Nitekim Rize'nin, Çamlıhemşin İlçesi'ndeki Galer Düzü Yaylası, hayvancılıkla uğraşan yöre halkının, mera olarak kullandığı, Kaçkar Dağları, Milli Parkı sınırları içindeki Galer Düzü, aynı zamanda, her yıl boğa güreşlerine de ev sahipliği yapıyor. Milli park statüsündeki yayla, son yıllarda rant merkezi haline geldi.
Öte yandan Kaçkar Milli Parkı için. Avrupa Birliği'nden, 10 milyon Euro hibe geldi. Orman ve Su İşleri Bakanlığı ile Bilim, Sanayi ve Teknoloji Bakanlığı ortaklaşa bir proje çalışmasını başlattı. Proje kapsamında Galer Düzü de var.
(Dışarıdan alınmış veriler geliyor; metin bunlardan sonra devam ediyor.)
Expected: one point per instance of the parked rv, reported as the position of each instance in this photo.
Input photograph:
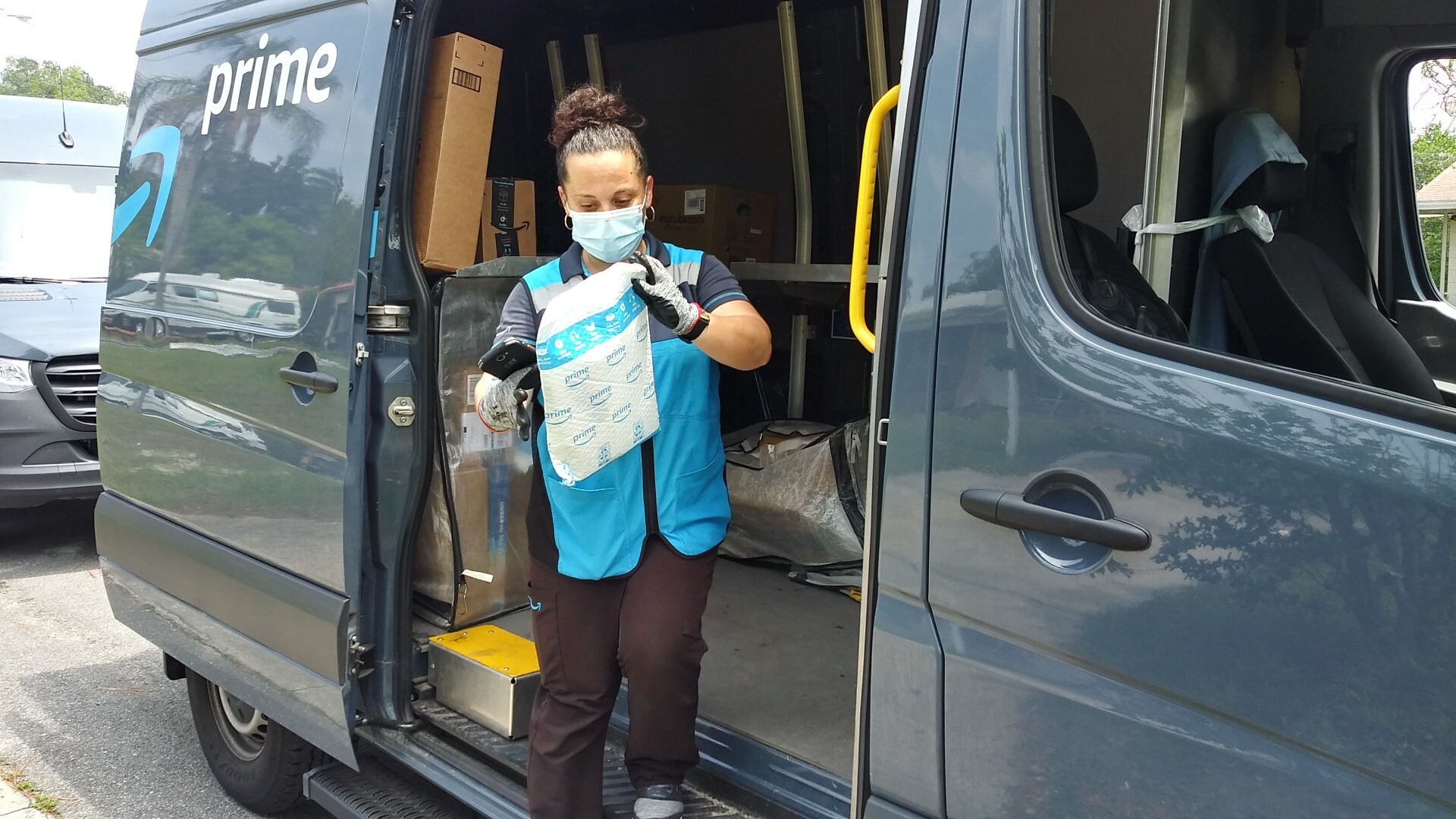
(57, 191)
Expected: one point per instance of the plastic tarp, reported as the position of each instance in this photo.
(797, 493)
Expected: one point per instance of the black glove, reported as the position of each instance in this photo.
(666, 300)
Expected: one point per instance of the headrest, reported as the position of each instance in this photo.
(1075, 159)
(1274, 187)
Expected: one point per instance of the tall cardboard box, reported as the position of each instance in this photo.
(730, 223)
(455, 143)
(509, 219)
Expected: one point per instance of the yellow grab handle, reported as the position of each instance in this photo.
(859, 262)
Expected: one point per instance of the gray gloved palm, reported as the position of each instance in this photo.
(663, 297)
(501, 403)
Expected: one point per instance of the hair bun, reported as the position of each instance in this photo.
(590, 107)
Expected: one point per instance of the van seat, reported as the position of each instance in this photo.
(1106, 279)
(1292, 305)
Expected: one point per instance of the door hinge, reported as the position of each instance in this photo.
(403, 11)
(402, 411)
(359, 657)
(388, 318)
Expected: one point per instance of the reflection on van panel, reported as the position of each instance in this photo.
(209, 297)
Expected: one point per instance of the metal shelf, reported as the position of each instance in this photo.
(504, 267)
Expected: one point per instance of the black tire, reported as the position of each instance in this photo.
(264, 776)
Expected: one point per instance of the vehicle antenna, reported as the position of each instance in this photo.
(64, 136)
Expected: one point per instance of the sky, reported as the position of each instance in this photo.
(98, 36)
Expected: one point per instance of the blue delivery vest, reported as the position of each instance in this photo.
(672, 484)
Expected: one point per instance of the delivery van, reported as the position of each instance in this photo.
(1053, 500)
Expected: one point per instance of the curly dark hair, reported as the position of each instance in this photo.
(588, 121)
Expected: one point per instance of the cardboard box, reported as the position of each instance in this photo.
(730, 223)
(455, 143)
(509, 219)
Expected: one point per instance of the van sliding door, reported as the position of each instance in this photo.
(246, 177)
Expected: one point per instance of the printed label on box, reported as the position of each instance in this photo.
(695, 202)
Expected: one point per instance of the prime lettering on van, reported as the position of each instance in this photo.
(267, 77)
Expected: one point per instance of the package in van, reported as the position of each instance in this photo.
(509, 219)
(455, 143)
(595, 354)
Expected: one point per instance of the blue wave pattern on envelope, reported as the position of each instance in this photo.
(588, 334)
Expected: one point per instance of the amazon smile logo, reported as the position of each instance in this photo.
(164, 140)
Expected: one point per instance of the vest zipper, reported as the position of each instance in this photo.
(650, 487)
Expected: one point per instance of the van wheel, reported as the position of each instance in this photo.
(258, 763)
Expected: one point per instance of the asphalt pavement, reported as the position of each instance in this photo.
(85, 708)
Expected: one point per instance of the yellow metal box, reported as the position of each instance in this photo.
(488, 675)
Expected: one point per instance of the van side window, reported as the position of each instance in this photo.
(1247, 235)
(1432, 98)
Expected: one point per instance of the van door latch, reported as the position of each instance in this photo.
(402, 411)
(388, 318)
(359, 657)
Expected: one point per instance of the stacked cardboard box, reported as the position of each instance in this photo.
(730, 223)
(455, 145)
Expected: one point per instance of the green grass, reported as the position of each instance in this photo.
(39, 800)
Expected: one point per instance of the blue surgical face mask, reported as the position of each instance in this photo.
(610, 235)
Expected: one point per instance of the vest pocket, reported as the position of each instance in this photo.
(588, 525)
(696, 518)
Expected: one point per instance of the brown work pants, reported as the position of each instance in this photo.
(588, 634)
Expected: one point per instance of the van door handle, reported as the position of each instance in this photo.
(310, 379)
(1015, 512)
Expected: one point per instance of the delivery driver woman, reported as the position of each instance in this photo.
(623, 560)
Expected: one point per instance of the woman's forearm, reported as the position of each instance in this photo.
(737, 340)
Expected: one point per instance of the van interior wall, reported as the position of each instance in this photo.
(1237, 57)
(711, 88)
(715, 112)
(1103, 58)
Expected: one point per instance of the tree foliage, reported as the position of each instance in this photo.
(28, 77)
(1432, 152)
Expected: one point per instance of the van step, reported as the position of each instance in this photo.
(618, 793)
(375, 792)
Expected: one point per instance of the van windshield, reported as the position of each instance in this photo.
(55, 221)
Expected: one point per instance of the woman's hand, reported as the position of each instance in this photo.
(664, 299)
(734, 334)
(501, 403)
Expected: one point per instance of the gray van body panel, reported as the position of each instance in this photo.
(280, 611)
(1280, 651)
(242, 667)
(242, 538)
Bu kapsamda oraya tesisler yapılacak.
Bu proje ile köylüler işgalci duruma düştü. . Onlara çıkmaları için eylül sonuna kadar süre tanındı. Hazırlanan projeye göre, köylüler yayladan çıkarıldıktan sonra, Gaber Düzü'ne turizm tesisleri yapılacak. Boğa güreşleri için, arena kurulacak. Bu tesisler ihaleyle özel şirketlere kiralanacak.
Karadeniz halkı bu projeye karşı çıkarak, doğayı korumak için eylemler yapıyor. Özellikle de yeşil yol eylemi, ülke bazında kabul gördü. Yeşil Yol Samsun'dan başlayarak Ordu, Giresun, Gümüşhane, Bayburt, Trabzon, Rize ve Artvin'in yaylaları ve turizm merkezlerini yüksek rakımdan birbirine bağlayan yaklaşık, 2 bin 600 kilometre uzunluğunda turizm yolu olarak planlandı. 7 metre genişliğinde, gidiş geliş olarak planlanan yolun zemini taş parke döşemeli olacak. Bu yolla birlikte, 40 noktada oteller, restoranlar ve kayak tesislerinden oluşan turizm merkezleri oluşturulacak. İki yıldır süren ve 90 milyon lira harcanan yol çalışmasının, 2018 yılında tamamlanması planlanıyor
Yeşil Yol projesinin geçeceği, Avusor yaylasında, Çevre ve Orman Bakanlığı'nın 16 dönümlük alanda orman kesim izni vermesini, ağaç katliamına yol açacağı gerekçesiyle mahkemeye taşıyan, Fırtın İnisiyatifi grubunun, Rize İdare Mahkemesi'nde açtığı davada mahkeme, idarenin savunmasını almaya gerek görmeden, 'yürütmeyi durdurma' kararı verdi.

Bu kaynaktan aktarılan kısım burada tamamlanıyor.